3) LLM Novice Uplift on Dual-Use, In Silico Biology Tasks

  • Human-subject evidence: LLM access yields 4.16× higher novice accuracy (odds ratio) vs internet-only; Treatment improves on 7/8 benchmarks.
  • Treatment sometimes exceeds expert baselines (e.g., HPCT, VCT) and participants often report little safeguard friction (89.6%).
  • “Why now”: policy discussions need uplift data under realistic multi-model, long-duration use—not just model-only benchmarks.
  • Skepticism: confined to in-silico tasks; model availability changed mid-study; not double-blind.

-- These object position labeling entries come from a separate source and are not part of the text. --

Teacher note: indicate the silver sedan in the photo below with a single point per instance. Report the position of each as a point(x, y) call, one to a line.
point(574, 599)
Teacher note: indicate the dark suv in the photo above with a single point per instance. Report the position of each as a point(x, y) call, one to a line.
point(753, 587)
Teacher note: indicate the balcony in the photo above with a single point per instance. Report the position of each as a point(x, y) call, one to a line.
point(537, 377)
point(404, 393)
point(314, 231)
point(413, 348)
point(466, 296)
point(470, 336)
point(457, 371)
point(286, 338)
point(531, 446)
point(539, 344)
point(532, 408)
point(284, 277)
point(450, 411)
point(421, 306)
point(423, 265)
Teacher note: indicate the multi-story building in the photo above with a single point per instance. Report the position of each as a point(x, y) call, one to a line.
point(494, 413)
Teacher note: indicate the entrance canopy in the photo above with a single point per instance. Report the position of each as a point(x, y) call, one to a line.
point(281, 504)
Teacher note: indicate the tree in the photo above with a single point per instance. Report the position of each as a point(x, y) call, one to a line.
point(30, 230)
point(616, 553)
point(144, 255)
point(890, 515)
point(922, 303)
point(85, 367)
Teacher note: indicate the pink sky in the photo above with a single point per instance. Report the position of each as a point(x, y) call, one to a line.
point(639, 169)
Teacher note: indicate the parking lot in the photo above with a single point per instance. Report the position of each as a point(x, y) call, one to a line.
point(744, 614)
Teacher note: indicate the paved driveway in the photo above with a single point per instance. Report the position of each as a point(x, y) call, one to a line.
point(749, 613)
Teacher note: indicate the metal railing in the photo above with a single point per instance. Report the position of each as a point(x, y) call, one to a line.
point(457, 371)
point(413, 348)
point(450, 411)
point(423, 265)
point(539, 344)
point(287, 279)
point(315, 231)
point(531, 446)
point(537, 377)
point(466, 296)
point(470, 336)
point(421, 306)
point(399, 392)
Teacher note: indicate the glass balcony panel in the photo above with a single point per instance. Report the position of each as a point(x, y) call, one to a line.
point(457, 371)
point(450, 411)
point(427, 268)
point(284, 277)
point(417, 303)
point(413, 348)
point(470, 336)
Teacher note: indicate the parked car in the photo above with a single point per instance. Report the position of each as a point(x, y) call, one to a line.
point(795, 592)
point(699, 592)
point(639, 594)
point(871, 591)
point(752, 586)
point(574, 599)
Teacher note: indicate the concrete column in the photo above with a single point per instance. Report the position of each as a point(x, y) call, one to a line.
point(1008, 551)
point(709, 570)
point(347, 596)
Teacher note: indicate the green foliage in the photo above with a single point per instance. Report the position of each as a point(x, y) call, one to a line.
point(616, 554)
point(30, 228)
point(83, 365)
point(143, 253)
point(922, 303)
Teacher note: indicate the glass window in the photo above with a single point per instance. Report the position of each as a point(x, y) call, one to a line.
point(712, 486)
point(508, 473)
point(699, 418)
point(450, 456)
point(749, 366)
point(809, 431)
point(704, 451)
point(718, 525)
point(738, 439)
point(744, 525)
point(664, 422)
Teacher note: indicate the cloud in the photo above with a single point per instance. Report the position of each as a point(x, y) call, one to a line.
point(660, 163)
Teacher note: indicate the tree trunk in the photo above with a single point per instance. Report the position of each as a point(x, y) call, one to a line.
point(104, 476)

4) SideQuest: Model-Driven KV Cache Management for Long-Horizon Agentic Reasoning

  • Uses a parallel auxiliary thread to decide which tool outputs are stale and delete their KV entries without polluting main context.
  • Reports large efficiency gains (peak token utilization −56–65%, KV reads −53–71%) and serving throughput +83.9% on H100 for FRAMES.
  • “Why now”: deep-research/web agents are KV-bound; this is a practical serving-side lever.
  • Skepticism: eviction limited to tool outputs (not “thoughts”); some OOD accuracy degradation (BrowseComp).

5) Multilingual Safety Alignment Via Sparse Weight Editing

  • Training-free sparse neuron editing with a closed-form low-rank update to transfer English safety behavior to other languages.
  • Introduces MULTI-STRONGREJECT (8 languages, 313 harmful prompts each) and shows unsafe-count reductions across models; composes with MPO.
  • “Why now”: multilingual jailbreak gaps are a real deployment vulnerability; weight editing is fast to iterate and deploy.
  • Skepticism: evaluation relies on an automated guard model; datasets are machine-translated (may miss natural LRL jailbreaks).

5) Practical next steps

  • Add boundary instrumentation to agents: log tool-return boundaries with provenance metadata and run periodic “shadow” counterfactual checks (AgentSentry-style) on high-risk tools/actions.
  • Treat messaging middleware as part of the safety perimeter in edge/IoT: enforce MQTT authentication/ACLs and replay protection; measure actuation-to-audit delay and failover blackout windows as first-class safety SLOs.
  • If doing agentic RAG RL, try path-centric rewards (self-consistency + reference step coverage) and soft outcome scoring; explicitly test evaluator sensitivity by swapping judge models.
  • Reduce long-horizon cost without breaking correctness: implement adaptive thinking control tokens and stabilize RL with length-aware gradient regulation; separately test difficulty-aware entropy regularization to prevent entropy collapse.
  • Make reliability measurable for research agents: compute run-to-run variance over answers/findings/citations; then apply structured outputs + early query intersection ensembling to reduce stochasticity while tracking accuracy.
  • For multilingual deployments, run a multilingual harmful-prompt sweep and consider sparse weight edits as a fast patch—while validating with multiple harm classifiers (not just one guard).
  • Upgrade human evaluation pipelines: model rater severity/centrality (MFRM) and track disagreement decomposition; prioritize collecting “reducible uncertainty” tags or missing-context annotations where disagreement is high.
  • For auditing programs, evaluate tools end-to-end with an investigator agent (AuditBench-style), not just tool signal; explicitly test hardest target configurations (e.g., TD+KTO) to avoid overfitting to easy-to-audit organisms.

Generated from per-paper analyses; no external browsing.